# beautiful fan shawl free pattern



## ma2ska (Mar 25, 2011)

http://www.yarnmarket.com/yarn/Crystal_Palace_PDFs-Panda_Silk_DK_Fan_Shawl-9148.html?cat


----------



## karwal (Mar 24, 2012)

Beautiful. I just finished a fan and feather scarf. I'll have to make the shawl next. Thanks for sharing.


----------



## Dreamweaver (Feb 1, 2011)

So pretty. Another one for the files.


----------



## ruth Roxanne (Mar 18, 2012)

Beautiful! Thanks for sharing!


----------



## vlvanslyke (Feb 3, 2012)

Thanks for sharing. I always have room for one more. Great site btw.


----------



## sunnybutterfly (May 15, 2011)

Beautiful shawl and thank you for pattern link.


----------



## missmolly (Jun 8, 2011)

Beautiful shawl. Thanks for posting xx


----------



## cydneyjo (Aug 5, 2011)

I have knit Crystal Palace modular shawls before. They are lots of fun to knit.


----------



## Geesta (Apr 25, 2012)

I downloaded the pattern immediately,,, will be making this one in my favorite color. Thanks mucho for the link,,,


----------



## dragondrummer (Jun 5, 2011)

Love Panda Silk! Thank you for posting the pattern link.


----------



## patocenizo (Jun 24, 2011)

It is beautiful indeed.


----------



## cathyscard (Apr 14, 2012)

Are these hard to knit? I love this one but I'm afraid to buy the yarn and try it, it looks so complicated.


----------



## cydneyjo (Aug 5, 2011)

cathyscard said:


> Are these hard to knit? I love this one but I'm afraid to buy the yarn and try it, it looks so complicated.

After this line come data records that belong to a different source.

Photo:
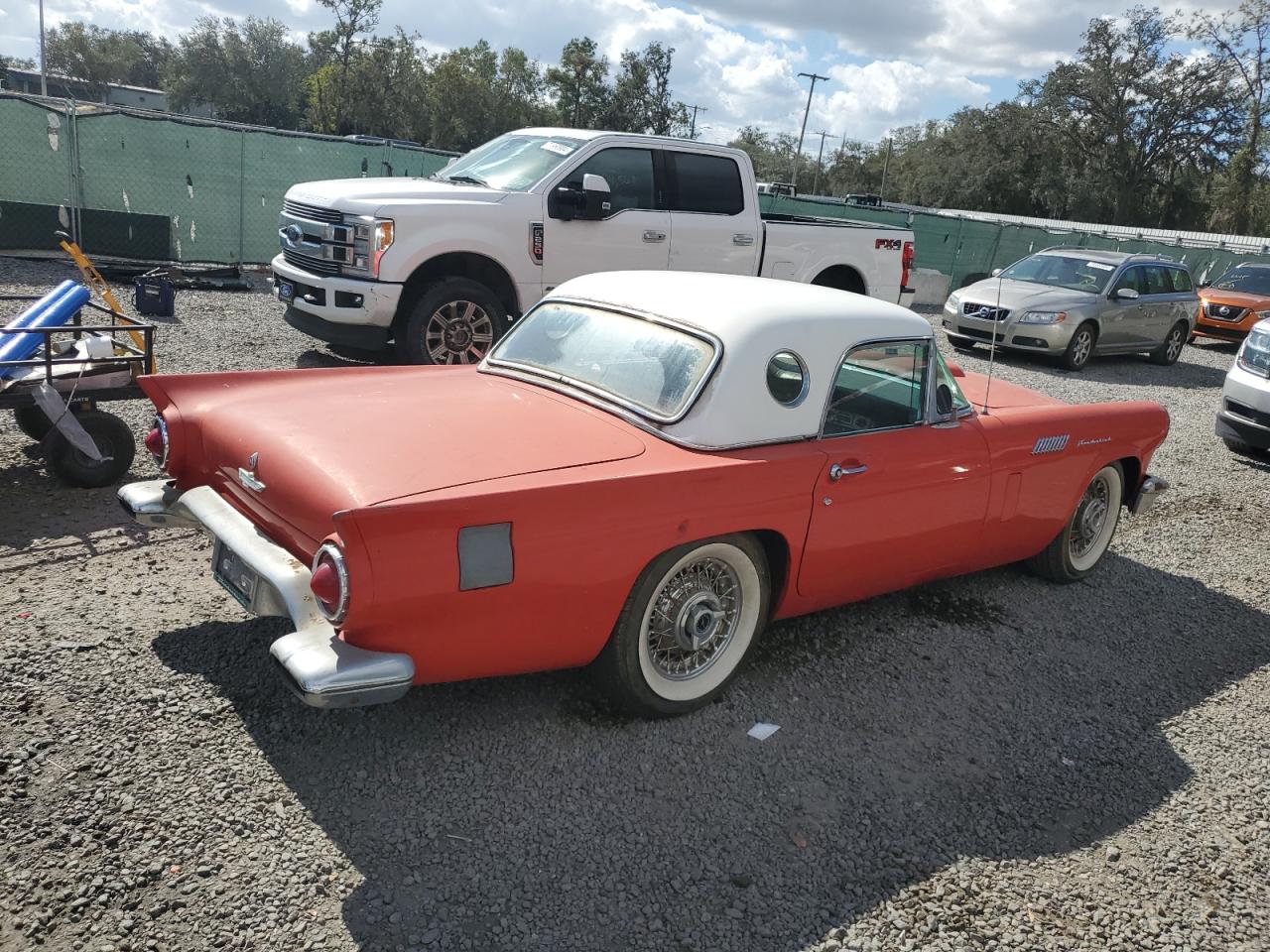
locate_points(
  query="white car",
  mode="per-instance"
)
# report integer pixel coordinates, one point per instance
(441, 267)
(1243, 420)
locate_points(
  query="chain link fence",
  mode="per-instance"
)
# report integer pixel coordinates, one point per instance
(155, 186)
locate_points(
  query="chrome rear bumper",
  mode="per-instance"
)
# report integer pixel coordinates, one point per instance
(1148, 494)
(322, 669)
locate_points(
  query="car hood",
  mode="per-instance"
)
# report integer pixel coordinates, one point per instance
(1016, 295)
(324, 440)
(362, 194)
(1238, 298)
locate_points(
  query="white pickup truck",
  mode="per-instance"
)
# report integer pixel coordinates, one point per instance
(440, 267)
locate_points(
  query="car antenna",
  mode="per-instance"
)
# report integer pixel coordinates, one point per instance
(992, 345)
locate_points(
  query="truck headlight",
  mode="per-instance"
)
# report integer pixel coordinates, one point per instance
(1255, 353)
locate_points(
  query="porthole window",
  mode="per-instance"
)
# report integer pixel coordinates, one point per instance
(786, 379)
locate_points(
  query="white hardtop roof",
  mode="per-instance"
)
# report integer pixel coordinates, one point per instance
(754, 318)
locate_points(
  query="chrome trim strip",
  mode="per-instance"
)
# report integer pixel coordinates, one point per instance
(492, 363)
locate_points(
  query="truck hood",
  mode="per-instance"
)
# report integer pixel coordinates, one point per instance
(331, 439)
(362, 194)
(1024, 295)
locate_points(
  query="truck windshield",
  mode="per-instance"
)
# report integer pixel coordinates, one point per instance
(1062, 272)
(513, 163)
(647, 367)
(1255, 281)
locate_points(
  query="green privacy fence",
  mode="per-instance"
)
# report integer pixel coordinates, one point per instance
(154, 186)
(969, 249)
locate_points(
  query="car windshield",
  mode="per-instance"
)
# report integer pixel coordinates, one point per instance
(1255, 281)
(649, 367)
(513, 163)
(1062, 272)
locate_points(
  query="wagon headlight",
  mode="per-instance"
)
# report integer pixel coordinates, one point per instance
(1255, 353)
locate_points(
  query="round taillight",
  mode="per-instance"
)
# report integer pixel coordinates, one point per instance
(157, 443)
(329, 581)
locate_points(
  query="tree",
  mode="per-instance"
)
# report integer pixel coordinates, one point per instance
(1242, 40)
(579, 84)
(1133, 116)
(246, 71)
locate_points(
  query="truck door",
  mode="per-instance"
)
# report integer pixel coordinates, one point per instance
(633, 234)
(714, 223)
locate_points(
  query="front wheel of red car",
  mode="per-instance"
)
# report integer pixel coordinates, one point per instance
(1078, 549)
(688, 626)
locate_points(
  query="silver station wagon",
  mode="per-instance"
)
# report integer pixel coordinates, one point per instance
(1072, 303)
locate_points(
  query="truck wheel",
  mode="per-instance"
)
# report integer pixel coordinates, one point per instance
(1167, 353)
(32, 421)
(113, 440)
(454, 321)
(688, 626)
(1080, 348)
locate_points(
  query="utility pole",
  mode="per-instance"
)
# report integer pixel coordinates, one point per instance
(881, 193)
(693, 131)
(820, 155)
(44, 76)
(803, 131)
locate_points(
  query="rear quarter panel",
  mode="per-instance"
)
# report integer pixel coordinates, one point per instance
(579, 539)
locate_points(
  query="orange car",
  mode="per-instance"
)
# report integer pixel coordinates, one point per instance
(1230, 304)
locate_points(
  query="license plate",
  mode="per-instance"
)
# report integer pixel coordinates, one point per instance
(235, 575)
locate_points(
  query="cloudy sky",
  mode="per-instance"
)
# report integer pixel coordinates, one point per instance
(889, 61)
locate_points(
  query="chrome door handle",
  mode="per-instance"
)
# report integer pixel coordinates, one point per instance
(837, 471)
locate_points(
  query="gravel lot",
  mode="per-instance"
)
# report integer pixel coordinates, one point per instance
(992, 762)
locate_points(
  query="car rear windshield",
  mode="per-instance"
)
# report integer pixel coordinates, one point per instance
(648, 367)
(1255, 281)
(1062, 272)
(513, 163)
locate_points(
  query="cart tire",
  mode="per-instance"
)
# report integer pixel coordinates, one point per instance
(32, 421)
(113, 439)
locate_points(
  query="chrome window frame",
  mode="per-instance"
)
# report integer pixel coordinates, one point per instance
(527, 372)
(928, 416)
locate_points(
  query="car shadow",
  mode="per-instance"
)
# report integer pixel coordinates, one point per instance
(978, 717)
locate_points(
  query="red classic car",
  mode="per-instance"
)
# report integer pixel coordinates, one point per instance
(642, 475)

Actually, they are very easy to knit and when you're done, there is no assembling. It's fun, and the modules are a do-able size, so you can do a module in a sitting and feel accomplished. I have always done them in color-changing yarn, but this one looks so lovely in the white that I might just consider it. I did download the pattern.


----------



## Windbeam (Jul 31, 2011)

It is beautiful!


----------



## nmcnally (Apr 1, 2011)

I made this one and since you do one section at a time but it is all connected as you go I loved it! Easy to knit and I set a goal of one section a day and it was like eating chips, I couldn't knit just one section.


----------



## bpj (Oct 14, 2011)

Oh such a sweet and pretty shawl. I have copied it and hope to make it soon.Have promised my self I wouldn't start any thing else unitl I finished the two things I have 
on my needles now.


----------



## heffernb (May 30, 2011)

Thanks for sharing. Another one to add to my list of "must do's".


----------



## 43MLMMcD (Nov 13, 2011)

Thanks so much for sharing the beautiful shawl. Your workmanship is great. Enjoy wearing it.


----------



## knitchic (Jun 15, 2011)

Thanks for sharing. Another project added to my to do list.


----------



## Ronie (Jan 21, 2011)

this is beautiful is it knitted? or crochet?


----------



## nitrpat (Apr 1, 2011)

Thanks for the website...love the shawl! Just printed the instructions and added to my folder! Hope to try it soon.


----------



## Troy (Sep 6, 2011)

I think this might just be the pattern for me. I love the look of the lace shawls and would love to have one, but the intricacy of the patterns scares me off. This looks more do-able. Thank-you for posting!


----------



## 23607 (Jun 6, 2011)

Beautiful! Thanks for the link.


----------



## CamillaDesertMouse (Mar 19, 2011)

I just printed this one last week..
Gorgeous!


----------



## jaml (Feb 4, 2011)

Thanks! It's a shawl that should keep someone warm. I have downloaded the pattern and will make one for a Christmas present.


----------



## humdinger (Sep 12, 2011)

VERY beautiful!!


----------



## Ferretmom (Feb 17, 2012)

Thanks for the link!!! Downloaded and printed. Now to clear my wip so I can start!


----------



## cattdages (Aug 3, 2011)

lovely, thank you!


----------



## craftymatt2 (Sep 15, 2011)

WOW, that is gorgeous


----------



## Nonasdada (Apr 23, 2012)

very pretty, thanks for the link


----------



## HoneyOink (May 29, 2011)

Thanks for this link...looks really awesome...downloaded...Now? when to start?


----------



## HoneyOink (May 29, 2011)

Thanks for this link...looks really awesome...downloaded...Now? when to start?


----------



## SallyAnn (Apr 21, 2011)

That is gorgeous! Another one for my list. lol


----------



## nittineedles (Apr 14, 2011)

I've had this one on my to do list for over a year. I think I'll be starting it soon.


----------



## quiltnqueen (Jul 14, 2011)

ma2ska said:


> http://www.yarnmarket.com/yarn/Crystal_Palace_PDFs-Panda_Silk_DK_Fan_Shawl-9148.html?cat


Thanks, this was added to my favorites!


----------